Abstract

Amitav Ghosh’s The Living Mountain: A Fable of Our Times (2022) is an allegorical rendering of the repercussions of environmental degradation and the annihilation of indigenous ecological knowledge. As one of the notable public intellectuals of contemporary times, Ghosh in The Living Mountain deliberates on the ramifications of the discourses of colonialism and the Anthropocene, and depicts how those have been complicit in asserting a hegemonic Western episteme that has corroborated capitalist extraction and ecological commodification. This article examines Ghosh’s The Living Mountain as highlighting the layered operation of colonial capitalism in disrupting ecological systems and marginalizing indigenous epistemologies. The article brings to the foreground that such capitalist subjugation becomes instrumental in unleashing “testimonial injustice” on indigenous knowledge systems, culminating in horrendous forms of epistemicide and ecocide. To counter such a pervasive objectification, Ghosh calls through this narrative for a “decolonial turn” that is attendant on “epistemic disobedience” and repudiates the dominant meaning-formations.
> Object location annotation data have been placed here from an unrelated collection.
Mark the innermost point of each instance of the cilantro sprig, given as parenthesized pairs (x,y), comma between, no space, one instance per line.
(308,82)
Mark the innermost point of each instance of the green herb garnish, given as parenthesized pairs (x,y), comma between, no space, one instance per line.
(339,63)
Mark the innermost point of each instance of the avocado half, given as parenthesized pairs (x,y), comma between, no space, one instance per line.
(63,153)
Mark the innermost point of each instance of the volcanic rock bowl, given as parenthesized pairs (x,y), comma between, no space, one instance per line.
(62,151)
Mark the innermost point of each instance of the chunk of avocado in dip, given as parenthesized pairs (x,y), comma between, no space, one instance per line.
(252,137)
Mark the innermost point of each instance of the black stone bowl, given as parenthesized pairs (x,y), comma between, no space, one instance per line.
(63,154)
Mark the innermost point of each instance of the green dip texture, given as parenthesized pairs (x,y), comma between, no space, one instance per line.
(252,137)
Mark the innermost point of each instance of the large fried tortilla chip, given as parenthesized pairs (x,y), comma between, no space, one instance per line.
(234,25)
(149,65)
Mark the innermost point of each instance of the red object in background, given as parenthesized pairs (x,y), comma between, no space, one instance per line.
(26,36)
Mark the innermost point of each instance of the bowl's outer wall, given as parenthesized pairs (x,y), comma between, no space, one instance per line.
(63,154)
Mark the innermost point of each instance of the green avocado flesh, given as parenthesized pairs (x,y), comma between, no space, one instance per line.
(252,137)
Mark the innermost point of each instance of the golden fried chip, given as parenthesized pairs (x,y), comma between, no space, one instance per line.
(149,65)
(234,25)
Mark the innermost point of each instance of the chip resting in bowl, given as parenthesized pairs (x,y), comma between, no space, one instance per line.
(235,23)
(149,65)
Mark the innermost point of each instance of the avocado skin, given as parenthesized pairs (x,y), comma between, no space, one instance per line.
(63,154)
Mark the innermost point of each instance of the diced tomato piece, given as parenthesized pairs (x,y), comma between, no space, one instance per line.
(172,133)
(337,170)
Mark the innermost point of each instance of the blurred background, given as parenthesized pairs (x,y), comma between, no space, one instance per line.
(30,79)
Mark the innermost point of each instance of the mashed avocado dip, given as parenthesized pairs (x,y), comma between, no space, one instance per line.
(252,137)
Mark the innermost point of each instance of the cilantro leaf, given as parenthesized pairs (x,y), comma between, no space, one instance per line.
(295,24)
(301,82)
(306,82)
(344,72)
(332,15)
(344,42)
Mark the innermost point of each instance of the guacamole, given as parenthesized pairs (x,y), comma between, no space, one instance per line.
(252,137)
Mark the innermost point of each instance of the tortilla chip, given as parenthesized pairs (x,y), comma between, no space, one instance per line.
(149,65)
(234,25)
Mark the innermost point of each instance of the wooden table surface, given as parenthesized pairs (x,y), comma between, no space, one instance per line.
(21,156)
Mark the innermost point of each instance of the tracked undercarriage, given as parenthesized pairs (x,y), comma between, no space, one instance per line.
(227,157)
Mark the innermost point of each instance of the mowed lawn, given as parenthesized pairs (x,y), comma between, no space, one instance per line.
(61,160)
This article finally argues that Ghosh elucidates the necessity of a collective epistemic responsibility that would discard the hegemonic capitalist perceptions of nature and ecology and celebrate their primacy and organic existence. It is only through the recuperation of indigenous knowledge and an epistemic re-centering that escalating environmental disasters can be checked and new forms of sustainable planetarity and planetary solidarities can be accomplished.